En los documentos (ver) se advierte que tras la pérdida de control de Bioceres la compañía contabilizó un beneficio de unos 91 millones de dólares en Bioceres Sociedad Anónima y otros 5,3 millones de Bioceres LLC radicada en Estados Unidos. En términos contables, la caída de Bioceres no implicó una pérdida para el grupo, sino un resultado positivo, dicen fuentes de la empresa.
Ese dato es el que disparó las sospechas. En el mercado empiezan a preguntarse si la quiebra fue realmente el desenlace inevitable de una crisis financiera o parte de una estrategia para reordenar el negocio, aislar las deudas y consolidar el control sobre los activos más valiosos.
La clave está en la ingeniería societaria que se terminó de consolidar en 2025, dijeron fuentes al tanto de la compleja estructura accionaria con la que organizó el holding que prometió convertirse en uno de los unicornios biotecnológicos más importantes del país.
En el mercado empiezan a preguntarse si la quiebra fue realmente el desenlace inevitable de una crisis financiera o parte de una estrategia para reordenar el negocio, aislar las deudas y consolidar el control sobre los activos más valiosos
A partir de la fusión con Moolec, el grupo habría trasladado los activos estratégicos a una holding internacional, debilitando a Bioceres SA y dejándola como la unidad más expuesta al endeudamiento.

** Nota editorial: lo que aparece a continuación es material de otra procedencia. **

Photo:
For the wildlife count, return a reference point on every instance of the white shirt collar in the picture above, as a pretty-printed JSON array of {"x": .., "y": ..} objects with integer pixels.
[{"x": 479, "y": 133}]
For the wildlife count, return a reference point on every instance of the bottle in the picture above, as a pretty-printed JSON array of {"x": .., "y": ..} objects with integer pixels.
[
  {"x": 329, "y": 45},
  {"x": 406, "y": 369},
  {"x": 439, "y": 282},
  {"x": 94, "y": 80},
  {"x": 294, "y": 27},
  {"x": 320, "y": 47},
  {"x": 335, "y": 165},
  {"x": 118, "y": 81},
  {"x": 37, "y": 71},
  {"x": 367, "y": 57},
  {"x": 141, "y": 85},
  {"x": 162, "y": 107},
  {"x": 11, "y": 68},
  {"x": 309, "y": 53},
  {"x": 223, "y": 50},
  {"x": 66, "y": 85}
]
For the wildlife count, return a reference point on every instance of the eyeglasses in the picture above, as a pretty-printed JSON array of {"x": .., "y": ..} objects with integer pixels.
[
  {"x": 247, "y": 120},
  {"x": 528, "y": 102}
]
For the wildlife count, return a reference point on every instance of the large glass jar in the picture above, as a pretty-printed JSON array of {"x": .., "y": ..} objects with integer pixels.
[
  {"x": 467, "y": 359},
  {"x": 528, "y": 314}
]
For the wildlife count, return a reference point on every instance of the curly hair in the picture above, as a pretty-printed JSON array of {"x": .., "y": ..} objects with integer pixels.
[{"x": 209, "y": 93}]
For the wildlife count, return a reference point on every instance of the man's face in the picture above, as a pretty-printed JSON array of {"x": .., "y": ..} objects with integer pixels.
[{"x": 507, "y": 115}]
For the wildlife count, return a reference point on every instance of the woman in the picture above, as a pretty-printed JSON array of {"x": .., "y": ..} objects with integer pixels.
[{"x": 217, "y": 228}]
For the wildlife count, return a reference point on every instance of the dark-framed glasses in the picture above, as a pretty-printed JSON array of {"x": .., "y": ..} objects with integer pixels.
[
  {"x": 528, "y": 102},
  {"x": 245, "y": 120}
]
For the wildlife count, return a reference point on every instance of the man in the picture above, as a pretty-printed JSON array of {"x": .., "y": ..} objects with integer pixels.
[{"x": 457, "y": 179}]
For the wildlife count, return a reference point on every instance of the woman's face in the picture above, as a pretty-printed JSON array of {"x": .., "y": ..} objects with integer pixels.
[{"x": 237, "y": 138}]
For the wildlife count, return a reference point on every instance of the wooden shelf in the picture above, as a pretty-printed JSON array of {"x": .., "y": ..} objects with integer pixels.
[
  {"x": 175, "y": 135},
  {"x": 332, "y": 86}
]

En paralelo, el control accionario también cambió de manos ingresando un jugador clave en este proceso, señalaron a LPO fuentes empresarias.

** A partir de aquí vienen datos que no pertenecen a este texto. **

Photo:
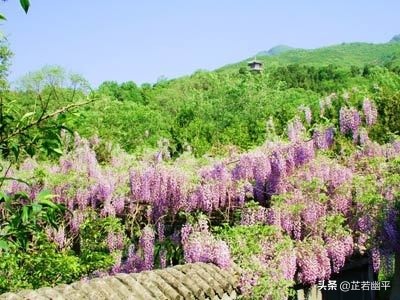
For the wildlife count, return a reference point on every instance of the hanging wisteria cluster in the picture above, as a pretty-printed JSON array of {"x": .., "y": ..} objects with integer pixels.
[{"x": 309, "y": 198}]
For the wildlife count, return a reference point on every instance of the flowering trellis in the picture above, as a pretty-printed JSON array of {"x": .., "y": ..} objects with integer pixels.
[{"x": 322, "y": 209}]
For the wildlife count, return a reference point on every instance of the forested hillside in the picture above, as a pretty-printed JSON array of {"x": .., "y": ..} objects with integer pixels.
[
  {"x": 287, "y": 173},
  {"x": 231, "y": 106}
]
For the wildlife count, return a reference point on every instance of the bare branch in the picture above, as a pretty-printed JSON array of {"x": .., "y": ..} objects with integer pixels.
[{"x": 43, "y": 118}]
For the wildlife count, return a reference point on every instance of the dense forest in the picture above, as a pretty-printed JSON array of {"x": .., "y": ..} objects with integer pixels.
[{"x": 287, "y": 172}]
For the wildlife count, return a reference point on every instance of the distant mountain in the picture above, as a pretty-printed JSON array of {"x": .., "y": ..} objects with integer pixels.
[
  {"x": 345, "y": 54},
  {"x": 395, "y": 39},
  {"x": 275, "y": 50}
]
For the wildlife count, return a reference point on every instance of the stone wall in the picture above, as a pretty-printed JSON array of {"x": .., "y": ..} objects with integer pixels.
[{"x": 189, "y": 281}]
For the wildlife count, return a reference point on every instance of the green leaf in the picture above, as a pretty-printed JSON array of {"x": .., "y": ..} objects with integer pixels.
[
  {"x": 58, "y": 150},
  {"x": 25, "y": 5},
  {"x": 48, "y": 203},
  {"x": 25, "y": 214},
  {"x": 27, "y": 115},
  {"x": 4, "y": 245}
]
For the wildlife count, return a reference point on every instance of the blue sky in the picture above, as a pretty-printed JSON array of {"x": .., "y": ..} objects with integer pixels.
[{"x": 142, "y": 40}]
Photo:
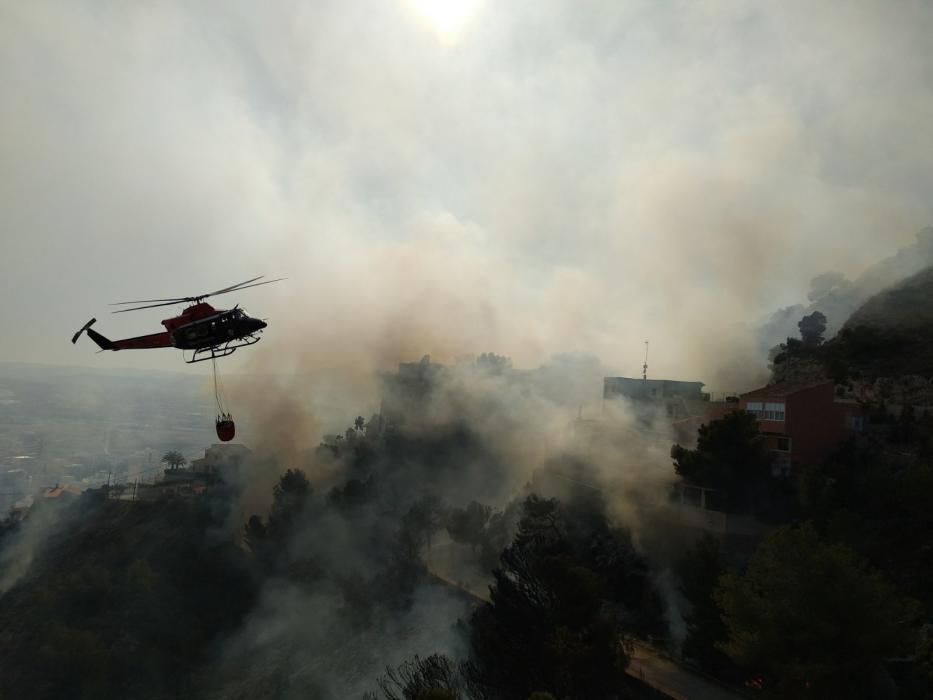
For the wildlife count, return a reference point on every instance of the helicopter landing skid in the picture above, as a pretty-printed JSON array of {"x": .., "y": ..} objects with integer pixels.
[{"x": 216, "y": 351}]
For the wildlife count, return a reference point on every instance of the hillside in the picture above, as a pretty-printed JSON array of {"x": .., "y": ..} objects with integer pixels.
[
  {"x": 121, "y": 599},
  {"x": 891, "y": 334}
]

Según otro documento presentado ante la SEC, en abril de este año el fondo Agriculture Investment Group Corp (AIGC) pasó a controlar el 65,1% de Moolec tras convertir acciones preferidas en ordinarias. AIGC está vinculado al empresario uruguayo Juan Sartori, que fue ganando peso en el grupo cuando facilitó el salto de Bioceres a cotizar en Nasdaq para después terminar consolidando su poder en la etapa final de la reestructuración. La operación lleva la firma de Alejandro Antalich que puso Sartori al frente de la empresa quebrada.
Como sea, por afuera de Bioceres SA quedaron unidades con activos significativos: Agrality, con ventas cercanas a los 70 millones de dólares y una valuación estimada en torno a los 77 millones; la planta industrial ValoraSoy en Córdoba; desarrollos biotecnológicos como SynBio Powerlabs, proyectados en unos 30 millones; líneas de ingeniería metabólica valuadas en torno a los 12 millones; y un paquete de patentes que podría ubicarse entre 45 y 50 millones de dólares.

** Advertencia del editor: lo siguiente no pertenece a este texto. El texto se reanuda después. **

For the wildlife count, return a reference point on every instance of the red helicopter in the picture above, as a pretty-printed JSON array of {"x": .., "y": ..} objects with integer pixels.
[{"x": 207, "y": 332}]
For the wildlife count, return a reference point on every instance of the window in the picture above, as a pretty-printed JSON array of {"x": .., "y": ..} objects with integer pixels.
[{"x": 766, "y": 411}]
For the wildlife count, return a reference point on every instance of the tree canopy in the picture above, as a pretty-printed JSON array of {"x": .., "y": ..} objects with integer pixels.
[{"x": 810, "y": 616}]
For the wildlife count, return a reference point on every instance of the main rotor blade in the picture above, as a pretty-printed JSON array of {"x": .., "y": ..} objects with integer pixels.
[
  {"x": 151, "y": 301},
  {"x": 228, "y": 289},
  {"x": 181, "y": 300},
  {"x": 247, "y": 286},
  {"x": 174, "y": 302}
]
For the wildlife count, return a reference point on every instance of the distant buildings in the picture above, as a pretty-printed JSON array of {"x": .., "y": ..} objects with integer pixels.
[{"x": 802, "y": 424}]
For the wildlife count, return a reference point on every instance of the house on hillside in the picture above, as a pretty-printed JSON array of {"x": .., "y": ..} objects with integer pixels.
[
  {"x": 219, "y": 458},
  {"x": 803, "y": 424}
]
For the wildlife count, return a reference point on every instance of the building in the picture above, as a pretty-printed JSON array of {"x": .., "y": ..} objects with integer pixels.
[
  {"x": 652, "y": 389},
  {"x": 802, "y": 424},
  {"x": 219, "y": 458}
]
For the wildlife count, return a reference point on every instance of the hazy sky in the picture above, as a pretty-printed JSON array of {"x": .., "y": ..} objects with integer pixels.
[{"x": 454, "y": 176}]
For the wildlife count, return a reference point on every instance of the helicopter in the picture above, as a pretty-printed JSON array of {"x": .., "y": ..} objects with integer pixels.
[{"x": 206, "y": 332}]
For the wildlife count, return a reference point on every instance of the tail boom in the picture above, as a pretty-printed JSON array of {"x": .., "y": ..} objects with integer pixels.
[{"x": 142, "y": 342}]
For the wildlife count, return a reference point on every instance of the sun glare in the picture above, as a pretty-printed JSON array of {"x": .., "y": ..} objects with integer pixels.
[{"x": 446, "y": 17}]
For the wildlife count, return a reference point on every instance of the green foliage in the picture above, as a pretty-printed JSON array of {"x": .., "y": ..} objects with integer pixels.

La Justicia comercial de Rosario ya empezó a intervenir y ordenó revisar en detalle la compleja ingeniería societaria del grupo y por otro lado, no se descarta que la disputa escale al plano penal
En conjunto, el ecosistema supera holgadamente los 150 millones de dólares en activos, muy por encima del pasivo que arrastraba la sociedad local, aseguran en el holding. Ese contraste es el que vuelve difícil de explicar la velocidad con la que se avanzó hacia la quiebra.
Fuentes vinculadas al management desplazado, Federico Trucco, dijeron que la decisión fue tomada por el nuevo directorio en diciembre del año pasado, ya bajo la órbita del esquema reorganizado. En lugar de explorar alternativas habituales en estos casos, como una reestructuración de deuda o un acuerdo con acreedores, se optó por el camino más extremo en un lapso llamativamente breve.
En el sector, consideran que esa secuencia forma parte de una maniobra para quedarse con el control del negocio liberado de pasivos. Los nuevos controlantes, en cambio, sostienen que heredaron una situación financiera insostenible y que la quiebra era inevitable.
La Justicia comercial de Rosario ya empezó a intervenir y ordenó revisar en detalle la compleja ingeniería societaria del grupo. En paralelo, no se descarta que la disputa escale al plano penal, con denuncias en preparación que podrían poner bajo la lupa el proceso que llevó a la caída de Bioceres SA.